KrisEnergy and Rubicon Offshore International are suing each other in multiple jurisdictions after the early end of a long-term charter of a floating production, storage and offloading vessel.

Legal action now ongoing in both the English and Cayman Islands high courts centres on alleged technical deficiencies of the Rubicon-owned FPSO.

But observers believe the basis for the dispute has more to do with the fluctuating price of oil and the way it affects the profitability of using FPSOs for pure storage.

The dispute comes while both companies face an uncertain future.

Private equity shareholders of Rubicon, a Singapore FPSO owner, are seeking to exit their engagement either by a sale of the company or of its assets.

Singapore-listed KrisEnergy, a Thai oil and gas company focused on South East Asia, has been undergoing a debt restructuring process since August 2019.

The 71,900-dwt FPSO Rubicon Vantage (built 1987) was used for storage on KrisEnergy's Wassana oilfield from July 2015 until June 2020.

The company has asserted a claim for some $6.5m is based on alleged deficiencies discovered after delivery, including a storage capacity much less than advertised.

Rubicon has brought a counterclaim of approximately $4m for allegedly unpaid shipyard work done on the vessel on the charterer's behalf.

The veteran Rubicon Vantage, built as an LR1 tanker at China's Dalian New Shipyard, was converted to a shuttle tanker in Gdansk, Poland, in 1995 and then into an FPSO at Singapore's ST Marine in 2008.

It underwent a life-extension refit at Unithai Shipyard in 2015 before going to work for KrisEnergy at the Wassana oilfield.

Like many older FPSOs being used for storage, it still had its production equipment in place.

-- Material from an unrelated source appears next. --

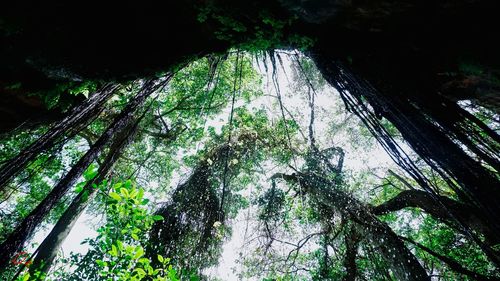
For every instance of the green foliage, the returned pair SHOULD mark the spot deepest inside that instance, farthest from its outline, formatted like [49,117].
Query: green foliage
[266,32]
[119,248]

KrisEnergy suspended production at the Wassana field in June of this year and terminated the vessel's contract after five years of service. Rubicon's website indicates that the ship was expected to serve there 2025. Some observers believe the deal include options for additional years of operation.

Documents in one legal case involving the ship indicate that the bareboat hire rate was $30,650 per day.

TradeWinds understands that KrisEnergy has claimed it used the vessel at less than its full 600,000-barrel storage capacity until December 2015, and only then learned that this was a pre-conversion figure based on tank dimensions. With idle production equipment taking up space, the ship could now load only 450,000 barrels.

KrisEnergy's claim includes the costs of lost production and also the alleged overpayment for a ship of lower than advertised capacity.

Observers believe that both the falling and rising price of oil can increase the number of FPSO disputes. Decreased demand for FPSOs, especially on marginal fields, have seen many of those repurposed for pure storage use, and such vessels give charterers chances to exploit technical breaches to escape unprofitable charter commitments.

Conversely, a rising oil price could give FPSO owners an incentive to look for breaches.

KrisEnergy investor relations vice president Tanya Pang said the company is "unable to comment on any issues regarding Rubicon Offshore International while legal proceedings continue". Officials of Rubicon did not immediately respond to a request for comment.